Una cosa es la educación, aquel conjunto de conocimientos y
hábitos que permiten a una persona alcanzar su desarrollo como persona, cosa
compleja de definir, y otra cosa distinta es la instrucción, aquellos
conocimientos y habilidades que permiten a una persona ganarse la vida. En
general se asume que una persona educada es instruida, pero eso no es
necesariamente así, y lo opuesto aún
menos.
Si bien se puede afirmar que la educación es un derecho de
la persona, porque es tan necesaria para vivir humanamente como el alimento es
necesario para simplemente vivir, es más complejo poner a la instrucción, qué
es más bien una herramienta para ganarse la vida, en esa misma categoría. Además,
no es en modo alguno claro que sea un deber primario de la comunidad política,
del Estado, educar a una persona joven en este sentido, como no lo es el
alimentarla.
Como ya se ha mencionado en otro lugar,
si la instrucción fuese un derecho que debiera estar universalmente
garantizado, el Estado tendría que subsidiar cursos de conducción, de operación
de maquinaria y de tantas otras cosas que permiten ganarse la vida
honestamente. Yendo más lejos todavía, si los medios para ganarse la vida
fuesen un derecho social, el Estado tendría el deber de sustentar los
emprendimientos de aquellos que decidieran no ir a la universidad.
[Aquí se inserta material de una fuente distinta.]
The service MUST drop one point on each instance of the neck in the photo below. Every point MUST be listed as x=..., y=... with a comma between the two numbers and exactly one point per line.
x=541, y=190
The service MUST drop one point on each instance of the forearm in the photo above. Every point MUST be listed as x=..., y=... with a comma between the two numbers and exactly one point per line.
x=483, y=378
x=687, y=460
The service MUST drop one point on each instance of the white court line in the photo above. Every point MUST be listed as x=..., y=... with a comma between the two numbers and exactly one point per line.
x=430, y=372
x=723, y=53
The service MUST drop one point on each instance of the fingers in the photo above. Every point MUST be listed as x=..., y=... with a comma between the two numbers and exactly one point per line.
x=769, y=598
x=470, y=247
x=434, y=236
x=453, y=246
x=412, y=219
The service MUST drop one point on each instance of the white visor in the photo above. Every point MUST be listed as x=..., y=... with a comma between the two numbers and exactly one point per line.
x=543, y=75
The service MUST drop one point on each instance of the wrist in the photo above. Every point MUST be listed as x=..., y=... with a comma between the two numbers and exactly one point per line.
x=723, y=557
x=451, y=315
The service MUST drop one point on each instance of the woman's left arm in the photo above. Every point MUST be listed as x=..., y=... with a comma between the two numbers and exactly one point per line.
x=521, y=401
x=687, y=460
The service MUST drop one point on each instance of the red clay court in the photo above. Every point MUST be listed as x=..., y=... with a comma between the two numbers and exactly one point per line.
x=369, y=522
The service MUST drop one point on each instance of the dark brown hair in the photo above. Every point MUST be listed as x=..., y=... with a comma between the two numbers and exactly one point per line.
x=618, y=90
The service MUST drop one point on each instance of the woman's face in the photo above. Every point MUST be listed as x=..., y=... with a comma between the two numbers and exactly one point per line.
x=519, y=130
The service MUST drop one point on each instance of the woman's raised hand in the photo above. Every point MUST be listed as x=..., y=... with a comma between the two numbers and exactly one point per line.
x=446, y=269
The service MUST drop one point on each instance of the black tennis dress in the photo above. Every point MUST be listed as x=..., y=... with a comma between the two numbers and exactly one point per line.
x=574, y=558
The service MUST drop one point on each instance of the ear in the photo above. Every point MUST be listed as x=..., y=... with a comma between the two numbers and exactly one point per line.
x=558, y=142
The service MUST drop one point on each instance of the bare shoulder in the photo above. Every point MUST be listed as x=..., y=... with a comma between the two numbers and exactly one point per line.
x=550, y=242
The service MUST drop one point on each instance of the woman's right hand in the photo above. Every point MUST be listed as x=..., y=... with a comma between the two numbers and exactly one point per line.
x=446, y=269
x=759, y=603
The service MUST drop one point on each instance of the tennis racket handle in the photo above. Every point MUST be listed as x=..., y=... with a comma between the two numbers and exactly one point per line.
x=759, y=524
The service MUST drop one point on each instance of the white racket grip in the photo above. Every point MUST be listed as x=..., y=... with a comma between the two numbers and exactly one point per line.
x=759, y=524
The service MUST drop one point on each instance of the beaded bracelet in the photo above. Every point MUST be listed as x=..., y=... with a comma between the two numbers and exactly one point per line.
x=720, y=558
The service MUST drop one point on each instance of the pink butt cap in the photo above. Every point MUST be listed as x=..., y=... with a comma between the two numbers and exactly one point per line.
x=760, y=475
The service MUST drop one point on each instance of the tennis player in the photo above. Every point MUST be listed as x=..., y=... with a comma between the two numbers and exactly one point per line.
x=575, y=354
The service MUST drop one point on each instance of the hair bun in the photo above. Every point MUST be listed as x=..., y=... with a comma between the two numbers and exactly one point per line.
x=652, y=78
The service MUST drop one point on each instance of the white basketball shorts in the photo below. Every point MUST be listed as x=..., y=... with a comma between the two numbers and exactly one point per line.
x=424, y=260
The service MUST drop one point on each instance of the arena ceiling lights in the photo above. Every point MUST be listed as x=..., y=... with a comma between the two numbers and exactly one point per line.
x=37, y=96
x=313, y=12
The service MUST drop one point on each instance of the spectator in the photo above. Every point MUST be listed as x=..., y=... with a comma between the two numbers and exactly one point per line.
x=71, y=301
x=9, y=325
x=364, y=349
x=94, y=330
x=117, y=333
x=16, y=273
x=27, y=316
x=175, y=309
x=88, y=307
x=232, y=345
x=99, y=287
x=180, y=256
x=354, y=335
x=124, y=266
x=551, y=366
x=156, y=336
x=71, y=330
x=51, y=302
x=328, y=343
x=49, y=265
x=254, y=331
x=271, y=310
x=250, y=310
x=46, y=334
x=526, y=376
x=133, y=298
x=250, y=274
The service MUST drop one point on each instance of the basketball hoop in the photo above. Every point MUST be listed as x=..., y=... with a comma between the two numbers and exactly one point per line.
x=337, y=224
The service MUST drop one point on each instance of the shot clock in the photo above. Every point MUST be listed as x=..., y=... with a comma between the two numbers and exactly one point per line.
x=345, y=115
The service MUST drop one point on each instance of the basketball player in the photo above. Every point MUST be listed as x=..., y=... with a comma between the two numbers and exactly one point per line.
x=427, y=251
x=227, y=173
El problema profundo, el origen de esta ambigüedad, es que
en nuestro país la educación se concibe casi completamente como instrucción. El
cultivo de lo humano, los saberes liberales, existen en un plano muy
secundario. Esto una gran pérdida. Respecto de ellos, dada la función social
que cumplen –que no es una función utilitaria– la comunidad política tendría
algunos deberes. Pero en Chile no sabemos lo que decimos cuando hablamos de
educación.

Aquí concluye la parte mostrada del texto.